Королева сразу помолодела и стала похожа на девочку, которой принесли сладости. Она жадно схватила мешочек – по-моему, не следовало так выдавать свое нетерпение, – рывком развязала шнурки и с радостным вздохом положила себе на ладонь кольцо. Полюбовалась им, поднесла его к пламени свечи.
– Изумруд, наш самый любимый из всех драгоценных камней! – сказала она, надевая кольцо на палец и любуясь им. – Мне кажется, он уже знает меня.
Огромный камень на ее тонком пальце выглядел нелепо.
Помню, мне сразу показалось, что раньше я уже где-то видела это кольцо. Вскоре вспомнила, я видела его – на мизинце самого Ренара. Я часто замечала то, чего не видят другие.

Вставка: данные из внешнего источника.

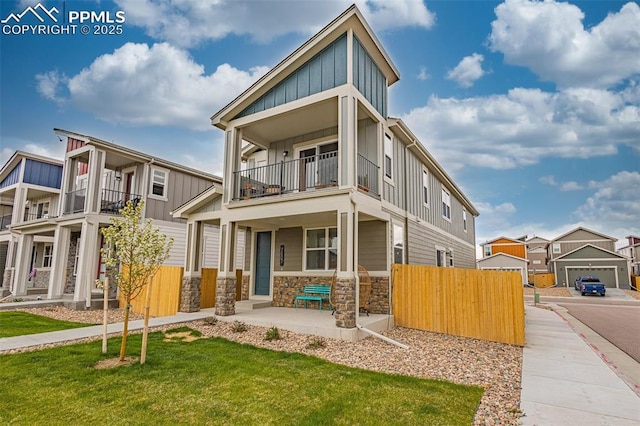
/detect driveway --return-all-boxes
[560,302,640,362]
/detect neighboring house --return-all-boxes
[547,227,630,288]
[616,235,640,275]
[173,6,478,328]
[480,236,527,259]
[477,253,529,285]
[0,151,62,296]
[525,235,549,274]
[6,129,221,307]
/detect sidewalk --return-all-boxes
[520,303,640,426]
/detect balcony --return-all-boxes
[233,151,338,200]
[63,189,142,214]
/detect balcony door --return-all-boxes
[299,142,338,191]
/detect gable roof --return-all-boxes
[549,226,618,243]
[53,128,222,184]
[551,244,629,262]
[480,236,525,247]
[211,4,400,130]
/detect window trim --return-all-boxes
[382,132,394,185]
[441,187,451,222]
[147,166,169,201]
[302,226,340,272]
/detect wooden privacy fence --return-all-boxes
[118,266,183,317]
[393,264,524,346]
[529,274,556,288]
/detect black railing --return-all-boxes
[100,189,141,214]
[62,188,87,214]
[0,214,12,231]
[358,154,380,195]
[233,151,338,200]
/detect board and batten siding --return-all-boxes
[145,171,213,222]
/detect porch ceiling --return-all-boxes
[242,98,338,148]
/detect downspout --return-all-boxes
[349,192,409,349]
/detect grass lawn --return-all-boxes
[0,332,483,425]
[0,311,91,337]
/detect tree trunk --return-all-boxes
[140,280,153,364]
[120,295,131,361]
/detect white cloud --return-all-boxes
[38,43,268,130]
[116,0,435,47]
[573,171,640,238]
[417,67,431,81]
[447,53,485,87]
[489,0,640,88]
[402,88,640,171]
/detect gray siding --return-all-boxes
[145,170,212,222]
[234,34,348,119]
[273,228,304,271]
[353,36,387,118]
[406,220,476,269]
[358,220,389,271]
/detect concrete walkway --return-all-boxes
[520,304,640,426]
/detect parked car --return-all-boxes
[574,275,607,297]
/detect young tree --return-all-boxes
[102,200,173,361]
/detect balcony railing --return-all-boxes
[63,189,141,214]
[62,189,87,214]
[358,154,380,195]
[0,214,12,231]
[233,151,338,200]
[100,189,141,214]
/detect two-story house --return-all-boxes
[477,235,529,285]
[547,226,630,289]
[12,129,221,307]
[174,6,478,328]
[0,151,62,296]
[616,235,640,276]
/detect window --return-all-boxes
[149,167,169,199]
[384,133,393,179]
[422,170,429,206]
[42,244,53,268]
[442,188,451,220]
[393,223,404,263]
[462,210,467,232]
[305,228,338,271]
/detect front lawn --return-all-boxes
[0,332,483,425]
[0,311,92,337]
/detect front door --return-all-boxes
[254,231,271,296]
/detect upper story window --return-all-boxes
[442,188,451,221]
[462,210,467,232]
[149,167,169,200]
[422,170,429,207]
[384,133,393,179]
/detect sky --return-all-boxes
[0,0,640,253]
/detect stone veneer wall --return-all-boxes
[64,232,80,294]
[240,275,251,300]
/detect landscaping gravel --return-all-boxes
[11,307,522,425]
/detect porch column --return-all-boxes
[179,221,204,312]
[216,222,237,316]
[11,234,33,296]
[73,221,98,308]
[47,226,69,299]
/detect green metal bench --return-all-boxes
[296,284,331,310]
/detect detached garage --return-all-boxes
[552,244,630,289]
[478,253,529,285]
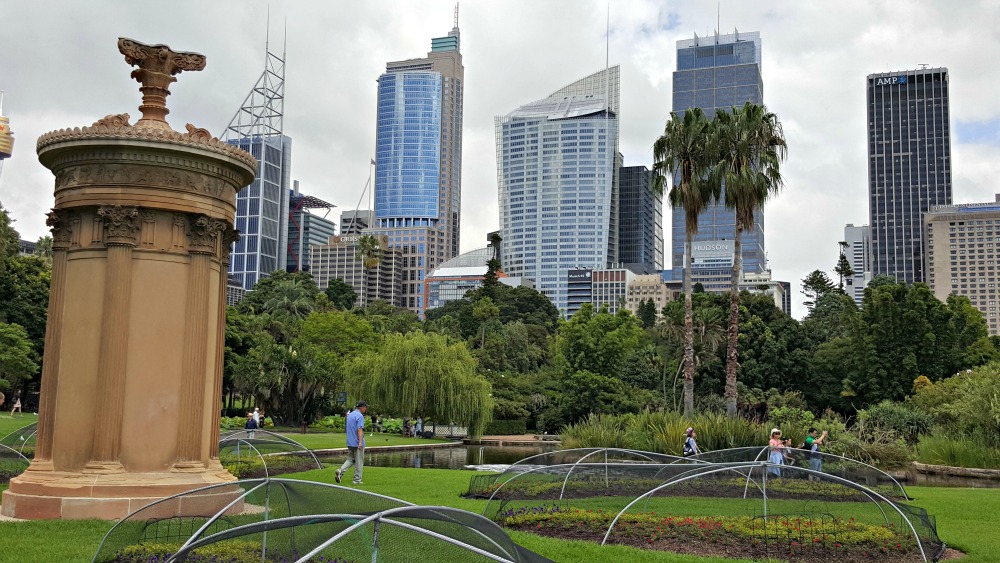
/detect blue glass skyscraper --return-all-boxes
[671,32,767,273]
[369,17,465,314]
[496,66,620,313]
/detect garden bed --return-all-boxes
[500,506,920,563]
[465,476,900,502]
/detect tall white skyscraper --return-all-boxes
[496,66,621,314]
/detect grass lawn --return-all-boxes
[0,411,38,438]
[0,462,1000,563]
[267,428,450,450]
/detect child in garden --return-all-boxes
[684,428,701,457]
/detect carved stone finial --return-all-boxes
[91,113,132,127]
[118,37,205,129]
[184,123,213,141]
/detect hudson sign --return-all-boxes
[875,76,906,86]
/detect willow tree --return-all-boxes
[346,332,493,436]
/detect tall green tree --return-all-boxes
[802,270,836,311]
[0,323,38,391]
[472,297,500,348]
[347,332,493,436]
[713,102,788,417]
[326,278,358,311]
[553,303,646,377]
[651,108,718,417]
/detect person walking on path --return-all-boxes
[767,428,789,477]
[334,401,368,485]
[684,428,701,457]
[803,428,829,481]
[243,413,257,440]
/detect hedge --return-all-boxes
[483,419,528,436]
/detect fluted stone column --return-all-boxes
[0,38,257,519]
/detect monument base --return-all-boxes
[0,466,242,520]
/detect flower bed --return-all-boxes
[500,506,920,562]
[466,475,899,502]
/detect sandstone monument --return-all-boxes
[2,38,257,519]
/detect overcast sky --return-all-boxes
[0,0,1000,317]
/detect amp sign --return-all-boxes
[875,76,906,86]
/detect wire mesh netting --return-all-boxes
[467,448,944,561]
[0,444,31,484]
[94,478,548,563]
[0,422,38,457]
[219,430,323,479]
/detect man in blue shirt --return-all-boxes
[335,401,368,485]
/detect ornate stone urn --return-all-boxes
[2,38,257,519]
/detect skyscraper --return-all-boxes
[844,223,872,307]
[868,68,951,283]
[371,13,465,314]
[618,166,663,274]
[671,31,767,273]
[496,66,620,314]
[222,39,292,289]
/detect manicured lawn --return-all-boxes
[268,428,450,450]
[0,411,38,438]
[0,462,1000,563]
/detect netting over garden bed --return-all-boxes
[219,430,323,479]
[468,448,944,562]
[0,444,31,484]
[93,479,549,563]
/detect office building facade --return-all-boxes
[844,224,872,307]
[923,198,1000,335]
[496,66,621,317]
[285,185,337,272]
[371,19,465,315]
[340,209,374,235]
[868,68,952,283]
[618,166,663,274]
[671,32,767,273]
[309,235,404,307]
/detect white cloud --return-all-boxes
[0,0,1000,322]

Королева тем временем краснела и ахала, как настоящая невеста.
– Смотрите, как красиво переливается свет на его гранях! – воскликнула она. – Это кольцо Фелипе? Он надевал его на свой палец? Что на нем выгравировано? Буквы… "S" и "R"… "SR"… Что они обозначают, Ренар? Какое-нибудь зашифрованное любовное послание?
– Semper regalis, – пожалуй, слишком быстро ответил посол.
– "Королева навсегда", – мечтательно повторила Мария.
– Semper regalis! – выкрикнул Незабудка.
Ренар усмехнулся и сделал королеве комплимент: мол, только у нее может быть птица, которая так быстро выучила латынь.
Я мысленно усмехнулась. Подумать только, Мария получила хорошее образование, стала королевой Англии и совсем недавно справилась с целой армией мятежников! Как могла она не догадаться, что буквы "S" и "R" обозначают просто "Симон Ренар"! Мне всего девять – правда, я развита не по годам, – но для меня все сразу стало ясно как день. Кольцо – вовсе не залог любви, не подарок от будущего мужа, а вещица, которую Ренар в спешке снял с собственного пальца, зная, что королева надеется получить подарок от своего испанского жениха.
Кольцо – обман. Такой же обман, как слова, обращенные ко мне: "Мэри, ты уже не такая маленькая, и спина у тебя лишь чуть-чуть искривлена; она выпрямится, когда ты подрастешь". Мне говорят так, чтобы я не страдала из-за своего уродства, хотя я предпочла бы услышать правду. Однако королеве, по-моему, понравилась ложь Ренара. Я часто замечаю, что люди верят в то, во что хотят верить.
– Император просил поздравить вас с победой над мятежниками-еретиками. Он восхищен проявленной вами стойкостью. По его словам, лучшей партии для его сына невозможно найти. Он назвал вас "выдающейся королевой".
– В самом деле? – Мария напоминала зяблика, который прихорашивается и чистит перья.
– И еще он назвал вас "набожной"…
Королева медленно закрыла и вновь открыла глаза; на ее губах мелькнула еле заметная улыбка.